Earlier I will have weaved my way through the house emptying small rubbish bins into the orange bags. I would have gone into the garage to discover that our cat has scratched a hole in the side of a bag to get at those smelly chicken bones. Hmm.

Its not the greatest way to start the week but its one of those tasks I have to do.

If I don’t, well just imagine the mess that would pile up, the smell, the flies, and the potential for disease.

Forgiveness is a choice. You choose not to be held hostage in the present to the injustices that occurred in the past. Shirley Glass

I have been in homes where you have to wade through the piles of accumulation. I have also been in homes where there is not even a speck of dust anywhere, the owner is OTT (over the top) on perfectionism and you worry about leaving fingerprints.
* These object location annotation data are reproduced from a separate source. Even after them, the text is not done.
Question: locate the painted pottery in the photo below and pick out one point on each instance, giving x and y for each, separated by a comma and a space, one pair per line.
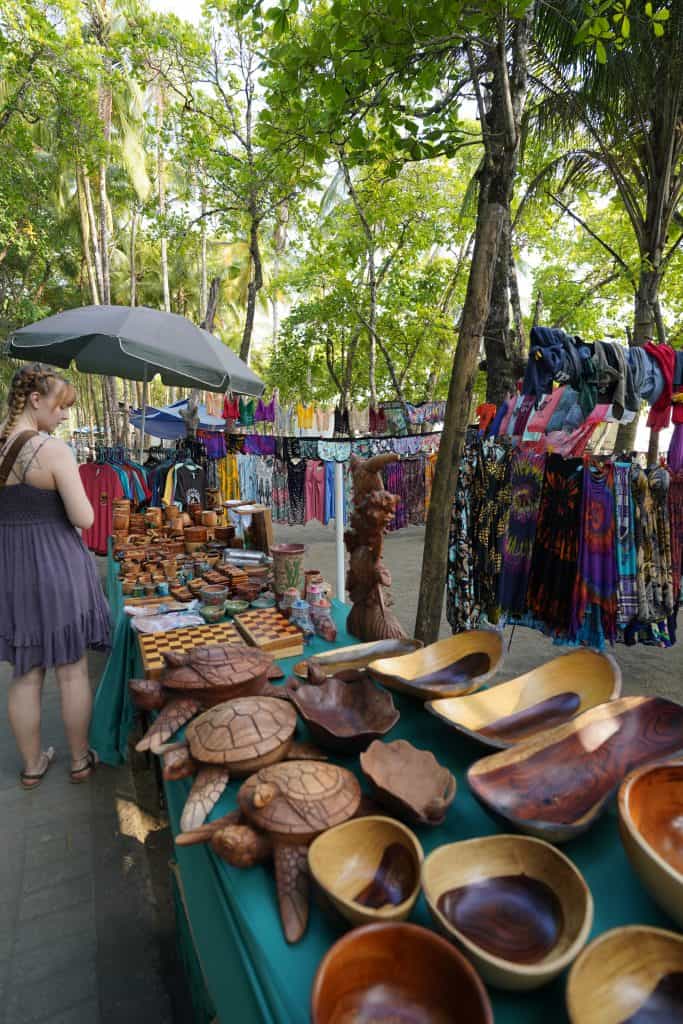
555, 784
449, 668
410, 782
344, 717
516, 906
289, 804
632, 975
367, 869
650, 818
356, 655
393, 971
549, 695
287, 567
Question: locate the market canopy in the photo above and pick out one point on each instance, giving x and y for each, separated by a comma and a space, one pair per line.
135, 343
167, 422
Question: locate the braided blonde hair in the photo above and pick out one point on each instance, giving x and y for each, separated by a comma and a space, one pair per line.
33, 377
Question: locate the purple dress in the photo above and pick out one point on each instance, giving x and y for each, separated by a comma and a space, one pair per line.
51, 602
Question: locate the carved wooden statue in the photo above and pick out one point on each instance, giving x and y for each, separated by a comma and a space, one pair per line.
368, 577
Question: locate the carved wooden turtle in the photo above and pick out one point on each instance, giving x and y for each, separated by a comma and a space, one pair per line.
195, 681
233, 738
287, 806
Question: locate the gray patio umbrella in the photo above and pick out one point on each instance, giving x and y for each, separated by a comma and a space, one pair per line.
136, 343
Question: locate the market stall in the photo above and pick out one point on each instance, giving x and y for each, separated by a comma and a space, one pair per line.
232, 921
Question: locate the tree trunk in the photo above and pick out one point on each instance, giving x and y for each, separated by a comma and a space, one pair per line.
161, 186
489, 222
85, 235
255, 285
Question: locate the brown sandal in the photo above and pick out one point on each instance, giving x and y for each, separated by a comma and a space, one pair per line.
83, 774
32, 779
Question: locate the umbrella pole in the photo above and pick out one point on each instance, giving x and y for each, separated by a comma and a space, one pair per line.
144, 409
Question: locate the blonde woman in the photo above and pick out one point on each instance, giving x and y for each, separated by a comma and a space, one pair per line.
51, 603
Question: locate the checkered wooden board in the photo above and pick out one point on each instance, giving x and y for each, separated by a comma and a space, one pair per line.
154, 644
269, 630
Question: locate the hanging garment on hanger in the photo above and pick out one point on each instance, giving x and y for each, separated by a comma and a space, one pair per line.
460, 580
627, 562
526, 472
550, 590
594, 599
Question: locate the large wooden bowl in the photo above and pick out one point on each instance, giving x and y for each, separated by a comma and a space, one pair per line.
345, 717
556, 784
631, 975
650, 818
356, 655
516, 906
446, 669
391, 972
410, 782
367, 869
540, 699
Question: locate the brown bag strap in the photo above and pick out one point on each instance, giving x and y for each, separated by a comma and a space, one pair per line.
12, 454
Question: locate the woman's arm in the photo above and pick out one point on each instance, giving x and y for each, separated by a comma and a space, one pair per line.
68, 481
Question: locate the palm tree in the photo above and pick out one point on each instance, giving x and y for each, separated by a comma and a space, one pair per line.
628, 97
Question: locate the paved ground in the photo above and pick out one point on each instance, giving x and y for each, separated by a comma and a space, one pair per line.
86, 924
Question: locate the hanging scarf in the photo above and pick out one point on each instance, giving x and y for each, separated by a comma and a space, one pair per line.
460, 581
594, 610
556, 549
627, 561
525, 485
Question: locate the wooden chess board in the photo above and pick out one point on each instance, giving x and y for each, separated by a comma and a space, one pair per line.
153, 645
269, 630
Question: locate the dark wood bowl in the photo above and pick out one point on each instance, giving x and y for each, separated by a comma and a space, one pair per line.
516, 906
367, 869
449, 668
650, 818
628, 976
549, 695
556, 784
389, 972
410, 782
344, 717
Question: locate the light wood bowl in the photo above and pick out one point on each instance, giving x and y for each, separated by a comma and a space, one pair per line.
410, 782
650, 818
357, 655
555, 784
540, 699
367, 869
449, 668
624, 974
396, 971
518, 935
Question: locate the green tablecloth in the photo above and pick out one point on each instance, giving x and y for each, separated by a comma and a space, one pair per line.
254, 976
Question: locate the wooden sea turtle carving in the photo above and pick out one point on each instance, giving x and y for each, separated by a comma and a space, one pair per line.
197, 680
286, 806
231, 739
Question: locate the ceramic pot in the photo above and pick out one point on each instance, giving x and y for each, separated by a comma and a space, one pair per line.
288, 567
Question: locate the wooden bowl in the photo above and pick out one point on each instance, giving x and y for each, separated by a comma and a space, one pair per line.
410, 782
549, 695
516, 906
395, 971
367, 869
357, 655
345, 717
446, 669
650, 819
556, 784
632, 974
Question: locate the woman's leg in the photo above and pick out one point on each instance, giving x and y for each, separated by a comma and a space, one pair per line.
24, 707
76, 707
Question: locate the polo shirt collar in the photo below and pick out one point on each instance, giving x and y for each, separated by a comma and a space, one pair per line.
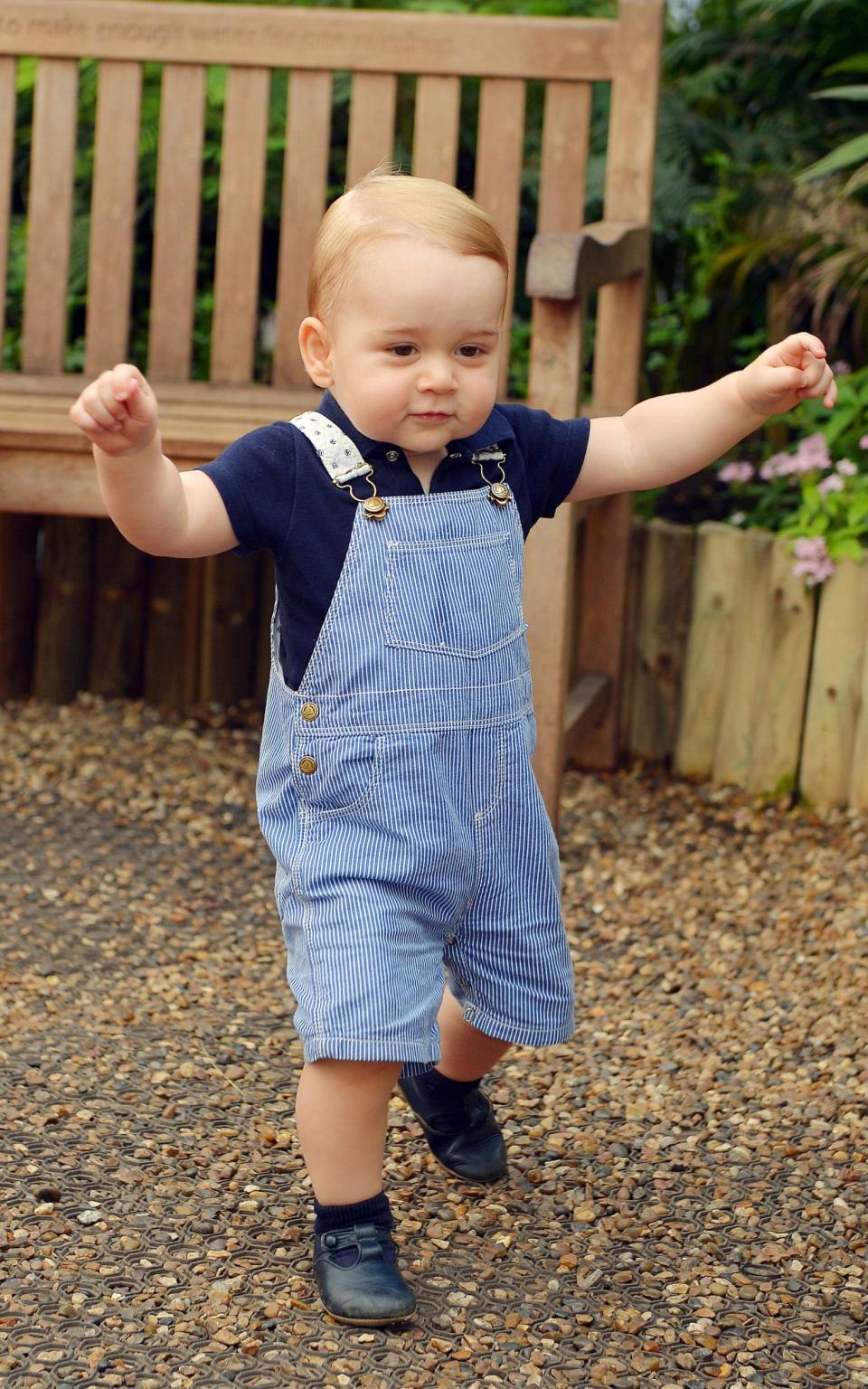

Whats this post about? Where am I going?

I’m talking about forgiveness.


A few years back, in a sermon series, I used the metaphor of rubbish bags that we carry around with us. Bags of resentment, anger and chicken wings that we need to get rid of and let go. Bags full of relational pain about ourselves, others and maybe even towards God.

Holding on to that rubbish, it slowly becomes precious (enter Gollum) ) to us, unknowingly changing our personality and robbing us of life.

Hoarding resentments just so we might be able to draw upon them in the future if needed.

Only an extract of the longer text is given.